The audience buzzes. Some people look on with genuine hope and excitement, but most with ironic interest or even outright cynicism – half the crowd is clearly here out of curiosity alone. Lars flips the switch again, and the propellers start to whirl. The noise is deafening; even with more than a hundred people shouting, I can barely hear the numbers over the roar of the engine.

‘Ten . . . nine . . . eight . . .’

The voices grow louder. Somehow, I find myself joining in. All these people, together, all focused on the same purpose, chanting the same words: there’s power in that, even if the numbers themselves are meaningless.

‘Seven . . . six . . . five . . . four . . .’

Just a few metres from me, Rani is standing beside Dad. Her eye catches mine. There’s an expression there I can’t quite read. After a moment, she looks away.

‘Three . . . two . . . one!’

We wait for a speck of light. We wait for the streak of gold or silver or copper, the things that we’ve seen in the YouTube videos. We wait for an answer.

It doesn’t come. Some of the Wingdings throw up their arms in mock defeat; others start to laugh. The crowd look around, confused by this countdown that has led to nothing. Dad grins and waves his hands.

‘Don’t worry – it’ll still be coming! Our calculations were never that precise.’ He grins at Rani, who gives him a weak smile in return. ‘Would have been a nice dramatic touch though, wouldn’t it?’

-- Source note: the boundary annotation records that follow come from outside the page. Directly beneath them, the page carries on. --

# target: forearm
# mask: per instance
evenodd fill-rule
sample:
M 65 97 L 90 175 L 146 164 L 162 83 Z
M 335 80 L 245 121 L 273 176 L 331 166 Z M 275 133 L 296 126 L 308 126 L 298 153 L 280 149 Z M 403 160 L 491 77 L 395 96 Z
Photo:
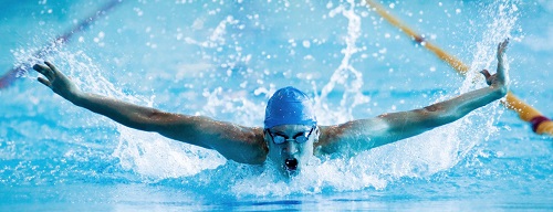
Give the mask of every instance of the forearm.
M 421 121 L 428 127 L 437 127 L 452 123 L 470 112 L 490 104 L 507 94 L 504 86 L 489 86 L 459 95 L 449 100 L 437 103 L 422 108 Z M 431 118 L 424 117 L 431 116 Z
M 67 100 L 127 127 L 146 131 L 156 130 L 156 119 L 164 114 L 150 107 L 143 107 L 119 99 L 82 92 L 69 97 Z

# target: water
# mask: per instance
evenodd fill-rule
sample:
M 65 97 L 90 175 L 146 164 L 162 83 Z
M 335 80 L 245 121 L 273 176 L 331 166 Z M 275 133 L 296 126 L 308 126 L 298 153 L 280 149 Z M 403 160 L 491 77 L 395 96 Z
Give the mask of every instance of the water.
M 467 80 L 348 1 L 1 2 L 0 67 L 52 61 L 82 89 L 164 110 L 261 126 L 278 88 L 316 103 L 322 125 L 408 110 L 484 83 L 511 38 L 512 89 L 551 116 L 549 1 L 385 1 L 459 56 Z M 63 100 L 20 73 L 0 91 L 0 210 L 552 210 L 552 141 L 499 103 L 352 158 L 314 158 L 290 182 L 270 167 L 136 131 Z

It would have been more than that. It would have been a miracle. But we’ve already had eighty-nine of those. This time, another one really would be too much to ask.

People talk about the stages of grief as if it’s something you complete, a training programme with a print-out certificate at the end. I’m not sure where I’m supposed to be, eight months since Mum died.

It changes every day. There are moments when I think I’m starting to accept it, but then there are times when I’ll see someone on the bus with an expression like hers or read something that would have made her laugh and I can’t believe – like, physically cannot believe – that I’ll never see her again. It all feels like a sad, slow dance, and I’m being passed back and forth between different partners: denial, anger, bargaining, depression, over and over and over again.